Army Advances Counter-UAS Strategy

Army Advances Counter-UAS Strategy

Photo by: U.S. Army

The Army is refining and aligning its strategy to counter the unmanned aerial systems threat that is looming ever larger.

A recent 13-page, unclassified “strategy extract” focuses on countermeasures for UAS groups 1 through 3 on DoD’s scale of five UAS groups, the smaller systems that can’t easily be countered by integrated air and missile defense systems.

“As UAS have become smaller, slower and operate at lower altitudes, they have become more challenging to detect, identify, and defeat,” the extract says. “Technological advances have exacerbated these challenges.”

The extract acknowledges there is “no single, comprehensive materiel solution that will make the UAS problem disappear, nor does a single Army, joint, or multinational capability that can, from either a proficiency or sufficiency standpoint, defeat the UAS threat.”

As such, successfully countering UAS requires “integration of numerous capabilities” involved in all seven Army warfighting functions—doctrine, organization, training, materiel, leadership and education, personnel, and facilities—as well as the other services and U.S. multinational partners.

The Army’s counter-UAS strategy will move forward on three broad axes:

  • Pursue joint combined arms solutions.
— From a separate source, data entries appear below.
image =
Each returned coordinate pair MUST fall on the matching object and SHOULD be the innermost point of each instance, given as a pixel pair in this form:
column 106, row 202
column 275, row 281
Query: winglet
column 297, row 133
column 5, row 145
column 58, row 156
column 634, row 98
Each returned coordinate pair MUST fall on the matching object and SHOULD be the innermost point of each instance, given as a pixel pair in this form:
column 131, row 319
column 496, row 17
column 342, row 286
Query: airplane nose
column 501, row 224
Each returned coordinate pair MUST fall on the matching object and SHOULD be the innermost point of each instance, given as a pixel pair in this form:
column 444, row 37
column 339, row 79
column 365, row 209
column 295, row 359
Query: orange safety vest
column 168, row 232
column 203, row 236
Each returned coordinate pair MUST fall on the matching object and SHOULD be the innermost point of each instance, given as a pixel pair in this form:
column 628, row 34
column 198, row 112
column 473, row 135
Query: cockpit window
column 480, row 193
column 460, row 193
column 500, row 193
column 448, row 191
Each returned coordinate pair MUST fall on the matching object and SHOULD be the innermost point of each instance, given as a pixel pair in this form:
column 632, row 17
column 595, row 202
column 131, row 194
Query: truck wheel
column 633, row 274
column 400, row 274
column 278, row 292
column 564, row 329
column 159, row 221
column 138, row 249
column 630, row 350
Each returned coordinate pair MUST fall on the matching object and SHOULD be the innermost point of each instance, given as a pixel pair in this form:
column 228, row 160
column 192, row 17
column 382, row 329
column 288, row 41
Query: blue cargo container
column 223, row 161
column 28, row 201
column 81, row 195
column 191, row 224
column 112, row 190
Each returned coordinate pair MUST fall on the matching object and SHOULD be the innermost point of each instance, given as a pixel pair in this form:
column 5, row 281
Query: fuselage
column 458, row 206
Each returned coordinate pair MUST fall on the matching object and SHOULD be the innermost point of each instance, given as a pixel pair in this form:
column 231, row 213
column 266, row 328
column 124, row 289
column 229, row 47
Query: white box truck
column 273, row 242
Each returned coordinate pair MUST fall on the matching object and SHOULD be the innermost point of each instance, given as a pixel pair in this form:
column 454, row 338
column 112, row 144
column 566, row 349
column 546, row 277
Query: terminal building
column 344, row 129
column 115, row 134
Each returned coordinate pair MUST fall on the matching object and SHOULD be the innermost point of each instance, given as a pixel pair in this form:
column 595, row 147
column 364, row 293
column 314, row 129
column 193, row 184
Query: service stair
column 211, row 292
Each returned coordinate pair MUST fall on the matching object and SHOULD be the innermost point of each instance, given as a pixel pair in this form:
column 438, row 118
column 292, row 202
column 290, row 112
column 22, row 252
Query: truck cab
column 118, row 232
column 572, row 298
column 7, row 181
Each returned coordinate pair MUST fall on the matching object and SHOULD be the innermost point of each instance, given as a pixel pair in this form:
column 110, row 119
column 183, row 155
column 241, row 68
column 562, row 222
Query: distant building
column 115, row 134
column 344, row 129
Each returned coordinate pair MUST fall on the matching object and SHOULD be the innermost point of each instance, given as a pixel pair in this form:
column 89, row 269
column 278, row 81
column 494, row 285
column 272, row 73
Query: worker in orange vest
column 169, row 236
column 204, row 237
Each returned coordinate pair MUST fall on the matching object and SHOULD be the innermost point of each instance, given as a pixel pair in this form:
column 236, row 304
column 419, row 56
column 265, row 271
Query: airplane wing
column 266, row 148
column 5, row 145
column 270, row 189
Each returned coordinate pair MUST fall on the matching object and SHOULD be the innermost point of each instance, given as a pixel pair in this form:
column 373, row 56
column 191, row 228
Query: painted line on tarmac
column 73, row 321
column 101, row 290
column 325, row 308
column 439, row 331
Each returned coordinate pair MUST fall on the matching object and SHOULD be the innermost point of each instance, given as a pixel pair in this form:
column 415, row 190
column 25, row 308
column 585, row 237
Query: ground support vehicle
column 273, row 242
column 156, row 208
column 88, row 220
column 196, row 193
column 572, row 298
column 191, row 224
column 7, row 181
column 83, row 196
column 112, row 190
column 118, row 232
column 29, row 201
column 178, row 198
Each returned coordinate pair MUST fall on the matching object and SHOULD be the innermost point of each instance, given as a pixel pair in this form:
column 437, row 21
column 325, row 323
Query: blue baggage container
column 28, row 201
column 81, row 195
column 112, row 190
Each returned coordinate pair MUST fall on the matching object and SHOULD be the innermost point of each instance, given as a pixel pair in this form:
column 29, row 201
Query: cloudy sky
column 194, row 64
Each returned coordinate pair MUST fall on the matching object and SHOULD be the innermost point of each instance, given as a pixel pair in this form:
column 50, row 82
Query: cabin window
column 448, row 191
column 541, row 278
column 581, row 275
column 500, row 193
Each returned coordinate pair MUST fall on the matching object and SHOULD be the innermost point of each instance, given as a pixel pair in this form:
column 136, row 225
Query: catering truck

The extract says the counter-UAS mission is still seen largely as an “air defense-only” problem. “The mission must be viewed as an inherently combined arms operation … one which Army, joint, and multinational air defense forces must address unilaterally.”
  • Integrate capabilities across all domains. “Joint combined arms is, by definition, multidomain. This strategy emphasizes the role of integrating capabilities that cut across multiple domains”—land, sea, air and space.
  • Adopt a whole-of-government approach. “Multinational partners have already begun implementing aggressive C-UAS plans of their own,” the extract says, adding that partner capacities in this area should be built “long before hostilities commence. By combining efforts and sharing knowledge, U.S. forces can maximize the effects of limited resources.”